After the beatification ceremonies for Cardinal Clemens August Graf von Galen (1878-1946), at which Cardinal José Saraiva Martins presided, the Holy Father joined the faithful in St. Peter's Basilica to venerate the relics, give his blessing, and deliver a short address.
The Pope asked the pilgrims in the basilica to consider how the man known as the "Lion of Münster" recognized the poison of Nazi ideology "at a time when intelligent people seemed blind," and resisted the regime "when even the strong showed themselves to be weak and vile?" He said that Blessed von Galen "feared God more than he feared Man, and God gave him the courage to do and to say what others dared not say and do."
Pope Benedict continued his praise for Blessed von Galen later, during his Angelus audience, reminding the crowd in St. Peter's Square that the German cardinal "denounced the neo-pagan ideology of National Socialism." The newly beatified prelate offers a lesson to today's Catholics, he said, insofar as he stands for the belief that "faith cannot be reduced to a private emotion, which can perhaps even be hidden when it becomes inconvenient."
Thousands of German pilgrims were on hand for the beatification, and their applause filled the Vatican basilica when-- after the reading of the apostolic letter in which Pope Benedict formally declared Cardinal von Galen blessed-- a large portrait of the cardinal was unfurled. The date chosen for the beatification ceremonies had coincided with the 1,200th anniversary of the founding of the Münster diocese, the oldest in Germany.

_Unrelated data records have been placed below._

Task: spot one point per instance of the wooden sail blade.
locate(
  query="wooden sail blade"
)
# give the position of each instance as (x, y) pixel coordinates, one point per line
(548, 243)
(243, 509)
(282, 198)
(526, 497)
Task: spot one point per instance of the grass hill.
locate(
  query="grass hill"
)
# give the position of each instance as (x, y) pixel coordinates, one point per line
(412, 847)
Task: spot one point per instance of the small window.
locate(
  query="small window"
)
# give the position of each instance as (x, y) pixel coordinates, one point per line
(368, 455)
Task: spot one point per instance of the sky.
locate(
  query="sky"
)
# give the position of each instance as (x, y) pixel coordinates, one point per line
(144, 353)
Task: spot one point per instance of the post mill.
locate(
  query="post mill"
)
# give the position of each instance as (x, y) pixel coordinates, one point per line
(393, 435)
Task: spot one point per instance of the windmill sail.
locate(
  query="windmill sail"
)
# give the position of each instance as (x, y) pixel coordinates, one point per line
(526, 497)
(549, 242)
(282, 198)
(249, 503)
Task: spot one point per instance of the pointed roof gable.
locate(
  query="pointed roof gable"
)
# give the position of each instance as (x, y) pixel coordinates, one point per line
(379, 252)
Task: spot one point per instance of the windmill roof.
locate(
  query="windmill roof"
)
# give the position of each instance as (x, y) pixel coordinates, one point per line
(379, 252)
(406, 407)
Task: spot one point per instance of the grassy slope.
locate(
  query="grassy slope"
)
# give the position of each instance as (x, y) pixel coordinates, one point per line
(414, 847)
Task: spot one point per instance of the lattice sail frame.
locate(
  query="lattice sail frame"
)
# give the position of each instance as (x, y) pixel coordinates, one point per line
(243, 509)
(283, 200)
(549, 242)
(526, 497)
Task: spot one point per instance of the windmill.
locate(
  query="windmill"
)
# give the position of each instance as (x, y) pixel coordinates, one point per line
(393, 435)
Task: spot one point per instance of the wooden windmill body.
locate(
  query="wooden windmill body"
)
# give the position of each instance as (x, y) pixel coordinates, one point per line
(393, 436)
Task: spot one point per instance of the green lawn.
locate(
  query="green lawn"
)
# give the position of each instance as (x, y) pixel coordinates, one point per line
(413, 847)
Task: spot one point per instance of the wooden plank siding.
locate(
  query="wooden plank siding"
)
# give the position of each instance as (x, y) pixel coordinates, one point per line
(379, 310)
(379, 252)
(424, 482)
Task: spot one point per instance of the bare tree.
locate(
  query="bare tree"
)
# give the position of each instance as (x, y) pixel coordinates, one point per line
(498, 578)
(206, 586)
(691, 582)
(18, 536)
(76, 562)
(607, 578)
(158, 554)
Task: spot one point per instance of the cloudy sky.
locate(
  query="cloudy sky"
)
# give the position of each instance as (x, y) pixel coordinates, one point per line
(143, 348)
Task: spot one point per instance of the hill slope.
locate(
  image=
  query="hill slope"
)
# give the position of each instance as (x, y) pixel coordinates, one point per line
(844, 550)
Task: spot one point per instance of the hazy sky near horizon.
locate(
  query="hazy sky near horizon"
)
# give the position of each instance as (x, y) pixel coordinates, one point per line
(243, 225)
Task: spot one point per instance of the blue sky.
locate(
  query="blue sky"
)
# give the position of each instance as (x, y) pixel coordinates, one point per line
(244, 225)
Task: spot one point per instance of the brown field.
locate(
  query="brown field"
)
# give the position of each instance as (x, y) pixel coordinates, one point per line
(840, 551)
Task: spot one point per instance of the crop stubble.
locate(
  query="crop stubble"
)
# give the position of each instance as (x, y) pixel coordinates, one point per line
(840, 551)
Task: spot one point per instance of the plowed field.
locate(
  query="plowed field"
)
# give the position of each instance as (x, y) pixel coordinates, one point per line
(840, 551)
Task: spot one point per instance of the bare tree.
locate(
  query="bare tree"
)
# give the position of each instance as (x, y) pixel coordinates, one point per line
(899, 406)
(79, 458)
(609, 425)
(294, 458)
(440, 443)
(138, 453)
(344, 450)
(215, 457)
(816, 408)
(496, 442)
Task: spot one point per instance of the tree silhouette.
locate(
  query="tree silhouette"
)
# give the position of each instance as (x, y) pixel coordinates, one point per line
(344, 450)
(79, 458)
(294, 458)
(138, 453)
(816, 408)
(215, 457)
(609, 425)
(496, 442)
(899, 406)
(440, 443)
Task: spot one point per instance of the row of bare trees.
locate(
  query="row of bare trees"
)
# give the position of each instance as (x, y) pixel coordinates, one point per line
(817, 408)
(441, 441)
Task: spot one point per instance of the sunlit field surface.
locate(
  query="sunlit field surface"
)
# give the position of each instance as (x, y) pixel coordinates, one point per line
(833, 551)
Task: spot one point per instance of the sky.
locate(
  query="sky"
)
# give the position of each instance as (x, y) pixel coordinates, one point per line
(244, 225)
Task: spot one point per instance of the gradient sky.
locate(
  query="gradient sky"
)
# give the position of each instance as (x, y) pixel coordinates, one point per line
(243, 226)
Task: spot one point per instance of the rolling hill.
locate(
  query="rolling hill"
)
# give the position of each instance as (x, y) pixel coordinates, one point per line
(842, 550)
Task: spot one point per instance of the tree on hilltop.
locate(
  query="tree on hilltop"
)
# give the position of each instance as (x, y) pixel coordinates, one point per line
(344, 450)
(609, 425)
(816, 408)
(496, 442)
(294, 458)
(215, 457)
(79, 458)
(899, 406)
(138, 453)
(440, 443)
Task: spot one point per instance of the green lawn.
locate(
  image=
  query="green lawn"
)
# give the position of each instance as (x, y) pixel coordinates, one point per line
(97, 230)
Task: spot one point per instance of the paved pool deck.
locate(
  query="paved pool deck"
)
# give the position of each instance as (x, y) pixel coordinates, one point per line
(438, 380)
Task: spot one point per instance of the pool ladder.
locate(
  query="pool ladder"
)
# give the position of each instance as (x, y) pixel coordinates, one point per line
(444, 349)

Cardinal von Galen was the leading voice of opposition to the Nazi regime within the German Catholic hierarchy of that era. He repeatedly denounced the brutal Nazi racial and eugenic policies, particularly in three famous sermons delivered in 1941, which earned him the enmity of Hitler's regime. Raised to the College of Cardinals at the war's end, he died shortly after receiving the red hat.